Thoughts after the Midwest Literary Festival

Before I ponder this past weekend…got an email today from Mytholog saying that they’ve accepted my poem, “The Autumn Queen”. This will be the second piece I’ve had published there. Very nice to come home to that. I’m building up my writing portfolio slowly but surely! Once it’s online, I’ll put up the link to it.

So now I’ve been to the Aurora’s Midwest Literary Festival, I sit back and ponder: what, exactly, did I learn from it?

1. Bring business cards. Whenever I ask a writer something, they whip out a card. On Saturday after the children writer’s workshop, cards were flying everywhere–from the literary agent to attendants, from the writers to the attendants, from the writers to the literary agent. Debbie Taylor handed me hers and pointed out she got it at Vistaprint. My hubby actually got some business cards printed there, to, but until now, I felt that I needed to be further in my writer’s career in order to get business cards. Well, that time has arrived. I’ll have to start looking into get some printed for myself.

2. Engage in conversation with everyone. I met a lot of interesting people, writers and non-writers. I hung out so much at the Twilight Tales tent that the people there recognized me. I think I made a lot of contacts that weekend. Most of those people I may never see again, but others stood out to me, like the woman writing the rock and roll novel. I now wish I got her contact information–I would be very curious to know if she ever gets her book published, and what she thought of the process. Just connecting with people who are slogging along just like me made me feel all warm and gushy inside…oh, wait, no. That’s the chocolate croissant I ate…

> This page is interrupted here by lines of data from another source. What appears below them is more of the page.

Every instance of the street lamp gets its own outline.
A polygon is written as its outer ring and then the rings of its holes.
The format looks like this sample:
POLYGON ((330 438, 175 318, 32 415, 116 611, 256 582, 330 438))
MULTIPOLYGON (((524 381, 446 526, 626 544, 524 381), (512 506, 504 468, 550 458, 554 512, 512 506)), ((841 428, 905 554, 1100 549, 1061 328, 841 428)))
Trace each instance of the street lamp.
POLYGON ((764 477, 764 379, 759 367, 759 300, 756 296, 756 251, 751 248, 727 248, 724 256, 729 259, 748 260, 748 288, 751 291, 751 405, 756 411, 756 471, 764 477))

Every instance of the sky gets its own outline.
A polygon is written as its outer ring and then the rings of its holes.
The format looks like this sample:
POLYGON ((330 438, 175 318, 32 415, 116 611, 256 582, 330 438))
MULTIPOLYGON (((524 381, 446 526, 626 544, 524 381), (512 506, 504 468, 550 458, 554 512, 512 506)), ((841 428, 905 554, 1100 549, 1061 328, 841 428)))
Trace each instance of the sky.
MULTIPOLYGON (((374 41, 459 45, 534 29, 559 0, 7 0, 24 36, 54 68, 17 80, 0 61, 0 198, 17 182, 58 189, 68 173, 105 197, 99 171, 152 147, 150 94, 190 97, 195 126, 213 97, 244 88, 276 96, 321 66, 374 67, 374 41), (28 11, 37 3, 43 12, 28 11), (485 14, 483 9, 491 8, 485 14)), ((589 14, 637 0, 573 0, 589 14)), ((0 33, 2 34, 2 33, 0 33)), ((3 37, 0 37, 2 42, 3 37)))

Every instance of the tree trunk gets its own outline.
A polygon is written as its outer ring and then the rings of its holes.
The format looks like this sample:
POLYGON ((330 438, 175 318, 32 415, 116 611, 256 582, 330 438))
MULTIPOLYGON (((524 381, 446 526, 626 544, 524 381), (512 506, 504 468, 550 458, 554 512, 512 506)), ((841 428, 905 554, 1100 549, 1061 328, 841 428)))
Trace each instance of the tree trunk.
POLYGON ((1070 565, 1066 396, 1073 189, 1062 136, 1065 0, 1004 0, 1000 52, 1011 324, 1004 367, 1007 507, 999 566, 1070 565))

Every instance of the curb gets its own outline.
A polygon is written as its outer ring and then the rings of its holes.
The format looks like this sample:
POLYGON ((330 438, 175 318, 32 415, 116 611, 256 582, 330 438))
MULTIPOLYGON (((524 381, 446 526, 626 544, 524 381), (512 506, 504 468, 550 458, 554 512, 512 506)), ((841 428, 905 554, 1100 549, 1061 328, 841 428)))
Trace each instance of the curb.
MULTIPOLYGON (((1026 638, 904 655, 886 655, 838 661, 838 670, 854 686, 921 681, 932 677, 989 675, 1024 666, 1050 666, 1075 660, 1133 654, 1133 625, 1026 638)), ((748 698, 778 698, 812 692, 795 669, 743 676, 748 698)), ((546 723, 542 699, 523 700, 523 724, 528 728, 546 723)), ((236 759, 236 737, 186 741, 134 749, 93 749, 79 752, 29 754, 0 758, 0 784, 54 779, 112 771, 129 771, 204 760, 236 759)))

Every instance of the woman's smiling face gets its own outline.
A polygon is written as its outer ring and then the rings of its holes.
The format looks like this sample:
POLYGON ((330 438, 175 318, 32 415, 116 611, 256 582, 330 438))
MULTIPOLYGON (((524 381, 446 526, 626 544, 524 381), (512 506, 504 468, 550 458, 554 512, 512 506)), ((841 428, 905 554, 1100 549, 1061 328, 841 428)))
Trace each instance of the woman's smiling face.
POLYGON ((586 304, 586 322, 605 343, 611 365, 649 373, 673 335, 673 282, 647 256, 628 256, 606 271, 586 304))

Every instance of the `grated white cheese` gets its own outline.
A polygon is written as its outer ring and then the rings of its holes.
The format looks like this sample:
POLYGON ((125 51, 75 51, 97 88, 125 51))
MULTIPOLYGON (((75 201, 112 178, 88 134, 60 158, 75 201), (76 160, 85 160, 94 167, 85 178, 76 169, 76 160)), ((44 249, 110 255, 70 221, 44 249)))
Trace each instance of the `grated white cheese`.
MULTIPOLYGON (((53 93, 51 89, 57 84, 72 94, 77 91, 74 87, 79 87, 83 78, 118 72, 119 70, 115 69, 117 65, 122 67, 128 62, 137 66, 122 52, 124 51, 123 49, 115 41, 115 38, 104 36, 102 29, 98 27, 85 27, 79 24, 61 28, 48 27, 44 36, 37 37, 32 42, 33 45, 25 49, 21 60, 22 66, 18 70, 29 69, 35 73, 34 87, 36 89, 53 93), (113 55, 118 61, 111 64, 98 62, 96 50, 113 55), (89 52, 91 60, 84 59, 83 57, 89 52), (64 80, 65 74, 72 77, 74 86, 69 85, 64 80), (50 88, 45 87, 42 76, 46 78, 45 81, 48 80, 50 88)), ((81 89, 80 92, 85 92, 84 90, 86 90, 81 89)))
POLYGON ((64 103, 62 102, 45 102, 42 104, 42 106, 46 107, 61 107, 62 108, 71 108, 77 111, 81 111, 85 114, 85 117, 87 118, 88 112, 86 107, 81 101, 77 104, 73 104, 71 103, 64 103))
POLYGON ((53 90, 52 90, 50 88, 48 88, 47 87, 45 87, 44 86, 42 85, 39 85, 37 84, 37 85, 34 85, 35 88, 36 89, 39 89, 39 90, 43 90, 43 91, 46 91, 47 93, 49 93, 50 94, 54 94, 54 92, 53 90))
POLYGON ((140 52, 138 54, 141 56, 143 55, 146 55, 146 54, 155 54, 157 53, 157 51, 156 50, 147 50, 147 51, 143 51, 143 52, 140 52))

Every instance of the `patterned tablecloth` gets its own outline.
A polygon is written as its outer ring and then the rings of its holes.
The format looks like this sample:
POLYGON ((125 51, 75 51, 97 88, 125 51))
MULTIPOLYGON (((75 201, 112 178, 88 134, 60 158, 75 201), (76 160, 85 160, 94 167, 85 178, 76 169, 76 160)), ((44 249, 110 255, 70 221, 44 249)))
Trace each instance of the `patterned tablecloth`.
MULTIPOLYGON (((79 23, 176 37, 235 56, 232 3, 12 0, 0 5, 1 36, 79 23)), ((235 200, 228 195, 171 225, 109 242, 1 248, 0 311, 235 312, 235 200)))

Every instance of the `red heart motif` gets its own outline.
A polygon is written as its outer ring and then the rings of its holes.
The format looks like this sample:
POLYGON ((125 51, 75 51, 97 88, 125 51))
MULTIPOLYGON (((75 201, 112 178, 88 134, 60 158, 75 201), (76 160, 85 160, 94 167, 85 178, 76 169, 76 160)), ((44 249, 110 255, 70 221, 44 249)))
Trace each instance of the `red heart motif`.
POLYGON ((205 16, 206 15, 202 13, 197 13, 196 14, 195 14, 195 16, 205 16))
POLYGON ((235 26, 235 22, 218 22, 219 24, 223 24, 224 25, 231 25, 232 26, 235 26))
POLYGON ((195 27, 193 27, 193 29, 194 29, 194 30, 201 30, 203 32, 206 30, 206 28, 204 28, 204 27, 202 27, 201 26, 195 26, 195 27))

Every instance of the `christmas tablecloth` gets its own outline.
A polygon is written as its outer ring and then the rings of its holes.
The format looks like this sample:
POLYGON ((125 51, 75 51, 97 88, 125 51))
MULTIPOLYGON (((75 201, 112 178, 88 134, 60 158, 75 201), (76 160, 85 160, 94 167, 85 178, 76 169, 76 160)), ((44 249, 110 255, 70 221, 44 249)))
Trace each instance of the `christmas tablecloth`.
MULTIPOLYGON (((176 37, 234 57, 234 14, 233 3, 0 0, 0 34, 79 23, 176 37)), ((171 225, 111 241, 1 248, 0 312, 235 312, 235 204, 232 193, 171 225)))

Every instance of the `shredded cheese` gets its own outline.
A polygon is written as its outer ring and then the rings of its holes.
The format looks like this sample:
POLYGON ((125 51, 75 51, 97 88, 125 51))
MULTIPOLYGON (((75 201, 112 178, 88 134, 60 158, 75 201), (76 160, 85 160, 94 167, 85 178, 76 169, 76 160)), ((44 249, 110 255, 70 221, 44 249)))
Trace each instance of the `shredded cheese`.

3. When submitting short stories, think outside the genre box: I’ve been so bent on telling people that I’m a fantasy writer. However, going to the Fantasy/SciFi genre workshop made me wonder about that, since basically most of the stuff I write also have literary, romance, and maybe just a touch of horror. So when I look up markets for my stories, I shouldn’t just stick to a couple of fantasy magazines and leave it at that.

4. Write. Write. Write. Write. Write. ‘Nuff said.

There’s more that I’ve learned, but I need to get started on writing. After all, if I’m planning to pitch Willow at the next Festival, I’d better finish it first.